Handball Büffeln statt Bälle halten bei der Handball-WM der Frauen

Statt bei der Weltmeisterschaft im Frauenhandball für Angola anzutreten, lernt die Torhüterin des Drittligisten SV Allensbach, Stephanie Lukau, zurzeit für ihre Prüfungen an der Universität Konstanz.

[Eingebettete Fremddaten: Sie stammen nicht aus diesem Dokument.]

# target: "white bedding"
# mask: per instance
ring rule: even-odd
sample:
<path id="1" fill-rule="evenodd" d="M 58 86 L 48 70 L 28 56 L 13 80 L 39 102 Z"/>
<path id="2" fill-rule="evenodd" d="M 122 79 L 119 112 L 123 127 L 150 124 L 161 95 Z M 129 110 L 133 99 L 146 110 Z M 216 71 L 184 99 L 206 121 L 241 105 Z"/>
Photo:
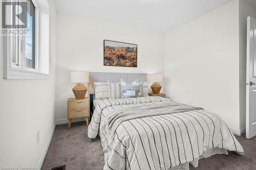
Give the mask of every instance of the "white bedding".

Frauenhandball: Torfrau Stephanie Lukau vom Drittligisten SV Allensbach ist, wie bei Olympia 2016, erneut nicht im WM-Kader der Nationalmannschaft Angolas, dem Geburtsland ihrer Eltern. Statt bei der Weltmeisterschaft in Deutschland Würfe zu parieren, lernt die 20-Jährige, die in Hamburg geboren wurde und vergangene Saison von Buxtehude zum SVA wechselte, derzeitig auf ihre Prüfungen im Fach Sprachwissenschaft, das Lukau in Konstanz studiert. „Ich konzentriere mich voll auf die Uni“, so Lukau, die ihre Karriere in der angolanischen Nationalmannschaft fürs Erste hinten anstellt. „So eine Heim-WM wäre schon cool gewesen“, sagt die 20-Jährige mit einem Augenzwinkern. Mit einer Einladung habe sie aber nicht gerechnet: „Ich habe die letzten Lehrgänge abgesagt und hatte vergangene Saison in Allensbach wenig Einsätze, sodass andere nun verdienterweise im Tor stehen. Ich bin aber noch jung und will in Zukunft wieder im Nationalteam antreten.“ (hal)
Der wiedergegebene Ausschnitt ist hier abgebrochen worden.